After a decade or so of rampant American consumerism and deficit spending, while relying on the Chinese to bankroll it. The stale reality of what it costs just maybe coming home to roost here in the United States.
The problem has been very simple, America has engaged in a gluttony of buying cheap Chinese manufactured products. Thus generating a huge profit return for the Chinese government. Then in turn, they would finance the US government’s deficit spending, using manufacturing profits, by buying up billions worth of government bonds and government mortgage backed securities. (Total invested by China so far, $1,000,000,000,000.) This massive investment allowed interest rates to be lowered to such a point to fuel the aggressive housing purchases which led up to the mortgage crisis.
From the New York Times article, Chinese Savings Helped Inflate American Bubble ,
NYTimes-Chinese leaders chose to park the bulk of that in safe securities backed by the American government, including Treasury bonds and the debt of Fannie Mae and Freddie Mac, which had implicit government backing.
The Chinese were able to keep their products at all time lows by refusing to allow the value of their currency to be affected by the market.

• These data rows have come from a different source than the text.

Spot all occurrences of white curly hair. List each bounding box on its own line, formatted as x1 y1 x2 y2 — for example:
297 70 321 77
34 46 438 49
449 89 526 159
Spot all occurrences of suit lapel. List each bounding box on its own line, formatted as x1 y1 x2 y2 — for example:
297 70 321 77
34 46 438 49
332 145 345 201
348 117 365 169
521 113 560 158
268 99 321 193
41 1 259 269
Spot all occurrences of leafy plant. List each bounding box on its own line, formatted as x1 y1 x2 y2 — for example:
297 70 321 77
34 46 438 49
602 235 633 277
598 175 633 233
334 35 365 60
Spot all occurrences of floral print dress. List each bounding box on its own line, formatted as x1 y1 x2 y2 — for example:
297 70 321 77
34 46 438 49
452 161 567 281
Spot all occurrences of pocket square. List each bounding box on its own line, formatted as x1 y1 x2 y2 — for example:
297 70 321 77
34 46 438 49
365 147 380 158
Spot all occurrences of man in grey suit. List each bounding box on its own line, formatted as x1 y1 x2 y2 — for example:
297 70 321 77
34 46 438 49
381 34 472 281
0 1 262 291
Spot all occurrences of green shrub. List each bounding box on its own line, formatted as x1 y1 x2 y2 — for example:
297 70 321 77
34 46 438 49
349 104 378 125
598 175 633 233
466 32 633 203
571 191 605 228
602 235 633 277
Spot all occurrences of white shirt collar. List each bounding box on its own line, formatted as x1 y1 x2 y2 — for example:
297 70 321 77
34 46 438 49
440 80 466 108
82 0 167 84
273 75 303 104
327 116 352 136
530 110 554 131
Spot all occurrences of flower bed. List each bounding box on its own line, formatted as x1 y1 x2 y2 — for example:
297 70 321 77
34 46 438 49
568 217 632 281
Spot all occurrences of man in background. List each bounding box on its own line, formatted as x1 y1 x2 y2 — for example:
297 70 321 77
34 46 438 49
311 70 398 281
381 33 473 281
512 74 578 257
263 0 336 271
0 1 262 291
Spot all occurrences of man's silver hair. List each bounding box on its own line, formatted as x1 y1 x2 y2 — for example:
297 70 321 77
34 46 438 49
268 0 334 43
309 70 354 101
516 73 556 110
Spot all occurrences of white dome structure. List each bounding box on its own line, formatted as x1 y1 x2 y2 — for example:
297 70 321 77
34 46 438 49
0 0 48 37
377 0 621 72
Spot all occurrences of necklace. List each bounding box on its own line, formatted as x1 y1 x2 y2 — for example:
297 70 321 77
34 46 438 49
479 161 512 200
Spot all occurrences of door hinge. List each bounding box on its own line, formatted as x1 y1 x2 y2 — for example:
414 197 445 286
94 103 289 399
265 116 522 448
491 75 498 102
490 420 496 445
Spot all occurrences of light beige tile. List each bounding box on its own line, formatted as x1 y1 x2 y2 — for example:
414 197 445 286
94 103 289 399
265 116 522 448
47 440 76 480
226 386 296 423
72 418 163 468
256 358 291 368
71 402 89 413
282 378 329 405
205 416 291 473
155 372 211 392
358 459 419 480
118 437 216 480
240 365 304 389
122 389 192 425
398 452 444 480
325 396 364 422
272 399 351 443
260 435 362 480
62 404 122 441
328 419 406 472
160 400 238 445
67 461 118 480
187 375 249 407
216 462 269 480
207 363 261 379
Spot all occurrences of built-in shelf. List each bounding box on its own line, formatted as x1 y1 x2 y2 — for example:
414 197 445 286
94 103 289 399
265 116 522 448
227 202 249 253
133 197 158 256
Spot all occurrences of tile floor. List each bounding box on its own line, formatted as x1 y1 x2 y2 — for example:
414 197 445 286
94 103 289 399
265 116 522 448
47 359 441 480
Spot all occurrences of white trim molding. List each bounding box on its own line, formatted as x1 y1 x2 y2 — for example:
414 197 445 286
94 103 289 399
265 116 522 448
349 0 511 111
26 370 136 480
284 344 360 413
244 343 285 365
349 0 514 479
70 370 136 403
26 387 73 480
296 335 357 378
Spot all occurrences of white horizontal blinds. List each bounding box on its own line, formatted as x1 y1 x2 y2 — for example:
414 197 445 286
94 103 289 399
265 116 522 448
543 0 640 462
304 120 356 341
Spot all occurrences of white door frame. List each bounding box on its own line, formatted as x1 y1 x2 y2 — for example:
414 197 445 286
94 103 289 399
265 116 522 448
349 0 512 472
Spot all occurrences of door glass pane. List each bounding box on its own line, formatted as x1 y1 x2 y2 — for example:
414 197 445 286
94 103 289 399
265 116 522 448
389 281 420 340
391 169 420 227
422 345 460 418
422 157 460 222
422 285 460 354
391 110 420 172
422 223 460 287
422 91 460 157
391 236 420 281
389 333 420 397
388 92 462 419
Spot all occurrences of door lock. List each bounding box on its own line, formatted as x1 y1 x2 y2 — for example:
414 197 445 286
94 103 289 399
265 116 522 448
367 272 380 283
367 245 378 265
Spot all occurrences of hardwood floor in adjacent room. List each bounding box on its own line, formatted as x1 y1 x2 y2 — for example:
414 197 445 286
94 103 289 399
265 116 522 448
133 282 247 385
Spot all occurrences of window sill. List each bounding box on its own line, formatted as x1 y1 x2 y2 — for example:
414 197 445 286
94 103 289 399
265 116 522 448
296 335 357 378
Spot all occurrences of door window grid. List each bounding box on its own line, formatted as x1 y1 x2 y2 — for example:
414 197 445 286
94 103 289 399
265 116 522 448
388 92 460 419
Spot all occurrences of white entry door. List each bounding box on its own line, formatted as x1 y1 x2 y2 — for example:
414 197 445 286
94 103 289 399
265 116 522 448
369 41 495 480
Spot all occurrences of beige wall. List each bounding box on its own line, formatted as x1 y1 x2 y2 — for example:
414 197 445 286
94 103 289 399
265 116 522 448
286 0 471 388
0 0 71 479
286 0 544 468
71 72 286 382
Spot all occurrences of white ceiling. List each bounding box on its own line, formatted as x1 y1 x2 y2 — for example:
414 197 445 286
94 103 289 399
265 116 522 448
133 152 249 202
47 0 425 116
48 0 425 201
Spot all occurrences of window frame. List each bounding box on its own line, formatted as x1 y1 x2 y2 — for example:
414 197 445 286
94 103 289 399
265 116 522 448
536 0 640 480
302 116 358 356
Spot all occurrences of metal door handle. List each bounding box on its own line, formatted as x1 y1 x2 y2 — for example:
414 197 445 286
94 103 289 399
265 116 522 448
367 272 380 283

There was no moderation of their manufacturing potential, which allowed them to horde their profits. Americans, in the meantime, were exercising their right to spend. Americans were buying up every product with “Made in China” stamped on the back of it, funding the Chinese loans to US government in the form of profits. Simply put, frugality versus consumption.
NYTimes-China tied itself even more tightly to the United States than did Japan. In 1995, it devalued its currency and set a firm exchange rate of roughly 8.3 to the dollar, a level that remained fixed for a decade.
Now that we are in the process of spending $700 billion TARP fund and getting ready to acquire almost $ 1 trillion more debt for an Obama stimulus package. Guess who is waiting in the wings to loan us the capital?
NYTimes-The Treasury is conducting more auctions than ever to finance its $700 billion bailout of the banks. Still more will be needed to pay for the incoming Obama administration’s stimulus package. The United States, economists say, will depend on the Chinese to keep buying that debt, perpetuating the American habit.
However, as Americans are revisiting the “old-fashion” ideas of frugality and spend-thriftiness the demand for foreign products are slowing. Taking into account China’s own addiction and dependency on American consumption, the result for them may be as equally harmful.
Bloomberg.com-The world’s fourth-largest economy grew at the slowest pace in five years in the third quarter as a global recession cut demand for exports and companies reduced output. Overcapacity in almost all industries and “unprecedented” drops in some commodity prices may hurt profits further, Li Yizhong, head of the nation’s industry regulator, said this month.
This recession is a unprecedented opportunity for America to let the free-market work in its favor. By re-industrializing, the United States can return to its own reliance on Stateside profits to finance its needs. Also, enticing some foreign investment back into the country, however, creating an environment in which there is equitable trade between partners, not rivals.